Cellular mechanism of intestinal permeability alterations produced by chelation depletion.

The absorption of phenolsulfonphthalein (phenol red) was used as a measure in vivo of intestinal permeability in anesthetized rats. A chelating agent, sodium ethylenediaminetetraacetate (NaEDTA), placed in the lumen evoked a fivefold increase in membrane permeability; at the same time the mucosal content of magnesium and calcium decreased significantly.
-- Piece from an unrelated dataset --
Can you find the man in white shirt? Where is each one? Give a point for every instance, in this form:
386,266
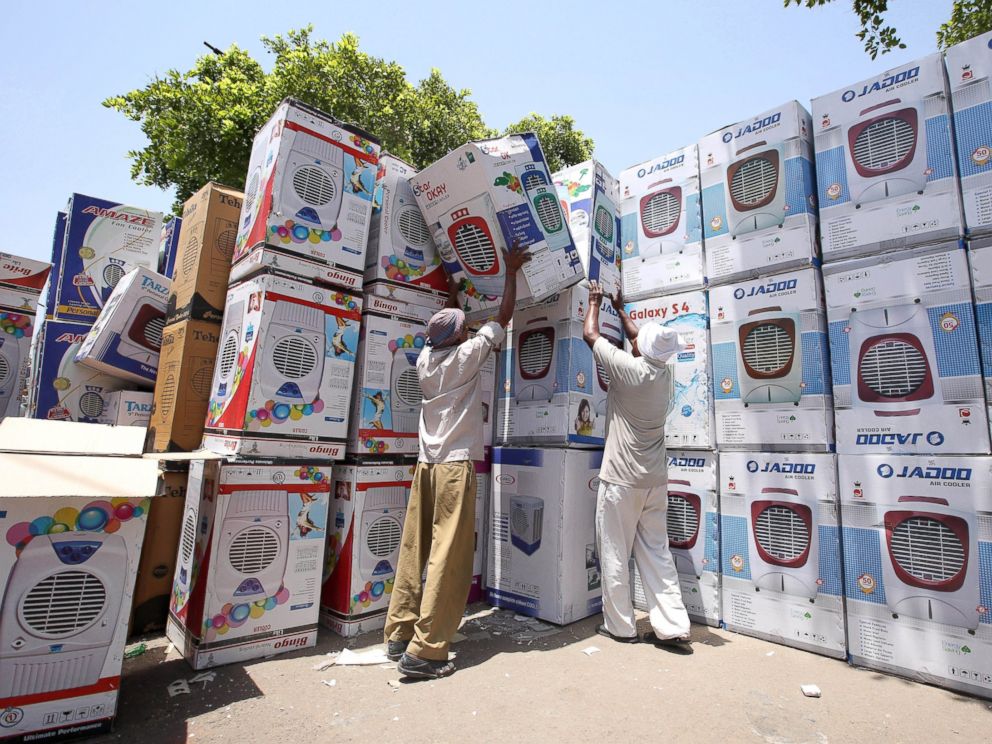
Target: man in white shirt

Making either magnesium or calcium available to the luminal surface of the membrane in isotonic solution restored normal permeability and brought the cation contents above the original levels. Electron micrographs of tissues treated in vivo with NaEDTA revealed (a) rounded swellings on the microvilli in the area of the junctional complexes between adjacent epithelial cells, (b) widening of intercellular channels particularly in the region of the intermediate junctions (zonulae adhaerentes), and (c) loss of architectural detail in the region of the desmosomes (maculae adhaerentes) with separation of their dense borders. All of these alterations in fine structure could be reversed by in vivo cation replacements which reinstated normal permeability. The implications of these findings on mechanisms of fluid transport across epithelial membranes are discussed, and a working hypothesis for the role of divalent cations in membrane permeability regulation is presented.